Page MenuHomePhabricator

Switchover gitlab-replica (gitlab2002 -> gitlab1003)
Closed, ResolvedPublic

Description

GitLab will be switched during March 2023 Datacenter Switchover (T327920) from eqiad to codfw too (one day before the actual switchover, to not block dependencies). This task tacks the dry tun to failover the replicas from codfw (gitlab2002) to eqiad (gitlab1003).

Docs: https://wikitech.wikimedia.org/wiki/GitLab/Failover
Last task: T307142#7969993 (checklist can be adapted for this years failover)
Time: TBD, somewhere next week

Checklist: (WIP)

Preparations before downtime:

  • check gitlab2001 and gitlab1003 use the same ssh host keys for ssh-gitlab daemon
  • prepare change to set profile::gitlab::service_name: 'gitlab-replica.wikimedia.org' on gitlab1003 /operations/puppet/+/890779/
  • Prepare change to point DNS entry for gitlab-replica.wikimedia.org to gitlab1003 gitlab-replica-old.wikimedia.org to gitlab2002 operations/dns/+/890785
  • configure gitlab1004 as profile::gitlab::active_host not needed on replica
  • apply gitlab-settings to gitlab1003 and gitlab2002
  • announce downtime some days ahead on ops/releng list? not needed on replica

Scheduled downtime:

  • Announce downtime in #wikimedia-gitlab not needed on replica
  • pause all GitLab Runners not needed on replica
  • downtime gitlab2002 sudo cookbook sre.hosts.downtime -r "Running failover to gitlab1003 - T329930" -M 60
  • stop puppet on gitlab2002 with sudo disable-puppet "Running failover to gitlab1003 - T329930"
  • stop GitLab on gitlab2002 with gitlab-ctl stop nginx
  • stop ssh-gitlab daemon on gitlab2002 with systemctl stop ssh-gitlab
  • create full backup on gitlab2002 with /usr/bin/gitlab-backup create CRON=1 STRATEGY=copy GZIP_RSYNCABLE="true" GITLAB_BACKUP_MAX_CONCURRENCY="4" GITLAB_BACKUP_MAX_STORAGE_CONCURRENCY="1"
  • sync backup, on gitlab2002 run /usr/bin/rsync -avp /srv/gitlab-backup/ rsync://gitlab1003.wikimedia.org/data-backup
  • merge change to set profile::gitlab::service_name: 'gitlab-replica.wikimedia.org' on gitlab1003 /operations/puppet/+/890779/ and run puppet
  • trigger restore on gitlab1003 run sudo systemctl start backup-restore.service (for logs, run journalctl -f -u backup-restore.service)
  • Merge change to point DNS entry for gitlab-replica.wikimedia.org to gitlab1003 gitlab-replica-old.wikimedia.org to gitlab2002 operations/dns/+/890785
  • verify installation
  • enable puppet on gitlab2002 with sudo run-puppet-agent -e "Running failover to gitlab1003 - T329930"
  • start ssh-gitlab daemon on gitlab2002 with systemctl stop ssh-gitlab
  • unpause all GitLab Runners not needed on replica
  • announce end of downtime not needed on replica

Once the switchover was successful, we will proceed with GitLab production switchover in T329931.

Event Timeline

Jelto updated the task description. (Show Details)
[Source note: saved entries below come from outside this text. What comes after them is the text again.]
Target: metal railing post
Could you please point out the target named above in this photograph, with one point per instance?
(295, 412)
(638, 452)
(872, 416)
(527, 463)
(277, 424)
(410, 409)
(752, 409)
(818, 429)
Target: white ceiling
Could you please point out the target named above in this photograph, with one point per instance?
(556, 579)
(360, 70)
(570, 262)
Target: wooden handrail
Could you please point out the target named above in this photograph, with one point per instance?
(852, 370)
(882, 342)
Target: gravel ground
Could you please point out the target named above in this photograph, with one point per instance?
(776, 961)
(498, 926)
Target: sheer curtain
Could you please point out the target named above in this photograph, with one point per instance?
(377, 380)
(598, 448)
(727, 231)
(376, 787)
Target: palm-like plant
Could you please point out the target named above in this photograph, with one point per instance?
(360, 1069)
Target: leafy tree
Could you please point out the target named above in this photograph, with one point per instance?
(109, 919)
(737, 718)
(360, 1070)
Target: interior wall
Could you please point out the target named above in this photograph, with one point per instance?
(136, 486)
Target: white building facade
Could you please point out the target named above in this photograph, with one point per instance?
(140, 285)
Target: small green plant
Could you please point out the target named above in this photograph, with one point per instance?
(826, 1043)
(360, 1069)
Change 890434 had a related patch set uploaded (by Jelto; author: Jelto):

[operations/puppet@production] gitlab: allow rsync between replicas

https://gerrit.wikimedia.org/r/890434

Change 890434 merged by Jelto:

[operations/puppet@production] gitlab: allow rsync between replicas

https://gerrit.wikimedia.org/r/890434

Change 890779 had a related patch set uploaded (by EoghanGaffney; author: EoghanGaffney):

[operations/puppet@production] Change the active gitlab replica host to be the eqiad instance

https://gerrit.wikimedia.org/r/890779

Change 890785 had a related patch set uploaded (by EoghanGaffney; author: EoghanGaffney):

[operations/dns@master] Update DNS to switch gitlab-replica

https://gerrit.wikimedia.org/r/890785

Jelto updated the task description. (Show Details)
Jelto updated the task description. (Show Details)
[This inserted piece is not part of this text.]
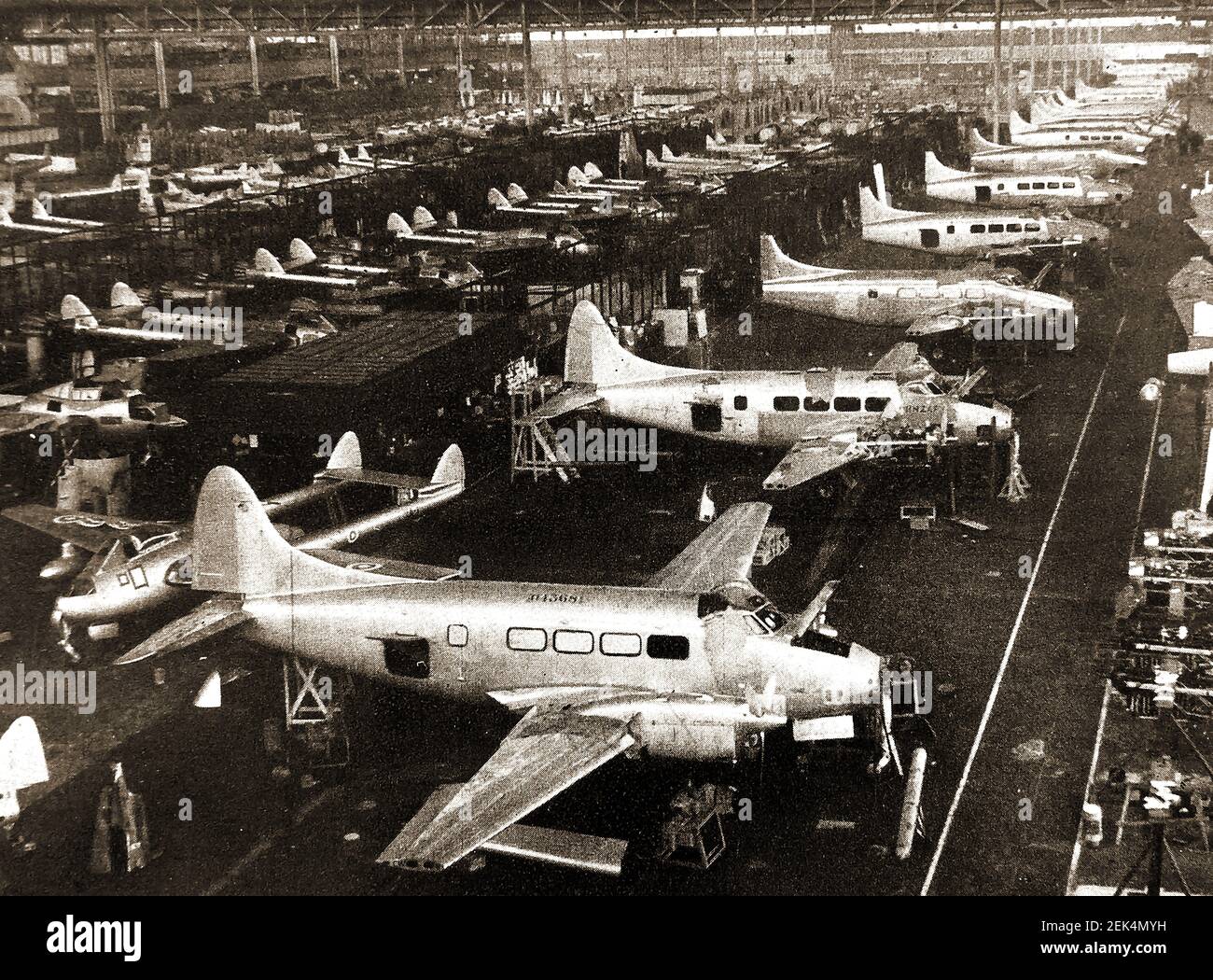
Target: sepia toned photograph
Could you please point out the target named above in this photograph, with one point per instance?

Mentioned in SAL (#wikimedia-operations) [2023-02-22T11:13:02Z] <eoghan@cumin2002> START - Cookbook sre.hosts.downtime for 1:00:00 on gitlab2002.wikimedia.org with reason: Running failover to gitlab1003 - T329930

Mentioned in SAL (#wikimedia-operations) [2023-02-22T11:13:18Z] <eoghan@cumin2002> END (PASS) - Cookbook sre.hosts.downtime (exit_code=0) for 1:00:00 on gitlab2002.wikimedia.org with reason: Running failover to gitlab1003 - T329930

Jelto updated the task description. (Show Details)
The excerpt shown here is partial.